# Can scooter blennies change colors?



## altcrash (Feb 20, 2007)

I have a scooter blenny that seems to turn.... well kind of pale when i feed him. It's a bit strange and to be honest worries me a little. Is this normal?


----------



## usmc121581 (Jul 31, 2006)

Not to my knowledge do they change colors. I had 2 have them that died about a week to 2 weeks after they were changing to a pail color. Didnt want to worry you, but what does he look like like. Was he thick when you bought him and now hes skinny?


----------



## altcrash (Feb 20, 2007)

He is a little skinny but i'm in the process of fattening him up and I am quite optimistic. I feed him frozen brine shrimp 2 to 3 times a day and he is eating quite well so i don't think that he will starve.... though it did take me some time before i came about this routine. 

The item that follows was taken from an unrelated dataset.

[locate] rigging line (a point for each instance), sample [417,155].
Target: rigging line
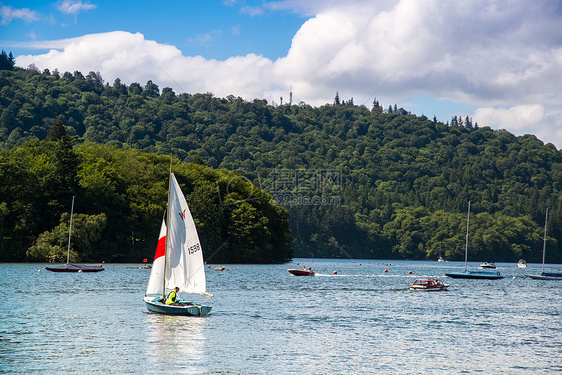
[384,83]
[173,80]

The changing color thing seems to be a defence mechanism as it only happens when I feed him and my hand is in the tank. Yesterday i noticed he turned pale during his feeding as well as this morning (this morning it was dramatic and scared me a little) but latter in the day he looked great!


----------



## caferacermike (Oct 3, 2006)

Mine pales at night due it blending in with the substrate it buries itself in. It is very bright at feeding times.


----------



## Andre (Feb 19, 2007)

never seen one turn pale.


----------